Back in 1987 — or rather early in the following year — Michael Cole was dismissed as the BBC’s Royal Correspondent after he revealed details of the Queen’s Christmas speech to a Sun journalist. He had revenge of a sort, I guess, when he went on to become spokesman for the ‘Phoney Pharaoh’ Mohamed Al-Fayed, peddling the anti-monarchist fantasies of his employer following the death of his son Dodie in the Paris car crash that also killed Princess Diana.
Now it would seem that Buckingham Palace is perfectly happy for details of Brenda’s musings to be made public in advance. How else to explain the fact that what she was to say became the subject of news stories early on Christmas Day?

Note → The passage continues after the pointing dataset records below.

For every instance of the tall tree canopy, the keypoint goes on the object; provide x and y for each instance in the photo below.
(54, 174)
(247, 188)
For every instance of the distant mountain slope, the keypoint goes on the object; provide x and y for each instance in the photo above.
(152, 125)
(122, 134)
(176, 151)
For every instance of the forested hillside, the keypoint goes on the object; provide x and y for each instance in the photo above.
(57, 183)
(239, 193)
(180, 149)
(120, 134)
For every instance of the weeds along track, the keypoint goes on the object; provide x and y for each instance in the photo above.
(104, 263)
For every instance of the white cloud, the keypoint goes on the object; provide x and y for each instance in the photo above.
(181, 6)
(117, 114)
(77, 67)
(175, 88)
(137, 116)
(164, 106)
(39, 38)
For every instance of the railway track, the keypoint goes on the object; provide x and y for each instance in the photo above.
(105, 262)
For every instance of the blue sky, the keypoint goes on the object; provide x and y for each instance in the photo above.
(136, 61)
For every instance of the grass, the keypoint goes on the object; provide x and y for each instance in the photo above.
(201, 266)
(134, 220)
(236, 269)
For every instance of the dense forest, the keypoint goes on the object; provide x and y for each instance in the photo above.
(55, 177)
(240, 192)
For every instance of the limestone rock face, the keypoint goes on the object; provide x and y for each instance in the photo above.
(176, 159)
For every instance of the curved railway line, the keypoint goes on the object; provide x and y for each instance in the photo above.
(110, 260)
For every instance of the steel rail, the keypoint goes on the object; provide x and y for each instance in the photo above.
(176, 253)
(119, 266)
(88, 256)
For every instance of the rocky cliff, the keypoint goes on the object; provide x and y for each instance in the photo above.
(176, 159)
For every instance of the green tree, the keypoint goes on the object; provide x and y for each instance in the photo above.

This did not go down well with at least one reader of the Daily Telegraph. Ian Maule of the Isle of Man — home, I feel sure, to many Torygraph types — wrote to the editor to say: “I was annoyed that the theme and some content of the Queen’s Christmas broadcast was the first item on the BBC news bulletin at 7am. Speeches by the Queen should be reported after the event, not with a ‘the Queen will say’. Shame on the BBC anyway for spoiling the occasion.”
What Mr Maule did not point out was that the danger of this sort of advance reporting was perfectly illustrated by what happened over the Archbishop of Canterbury’s Christmas sermon at Canterbury Cathedral.
Some of what he was to say also featured on the BBC early morning news — I heard it. But, as it happened, the sermon was destined not to be delivered as the Most Reverend Justin Welby was taken ill with pneumonia.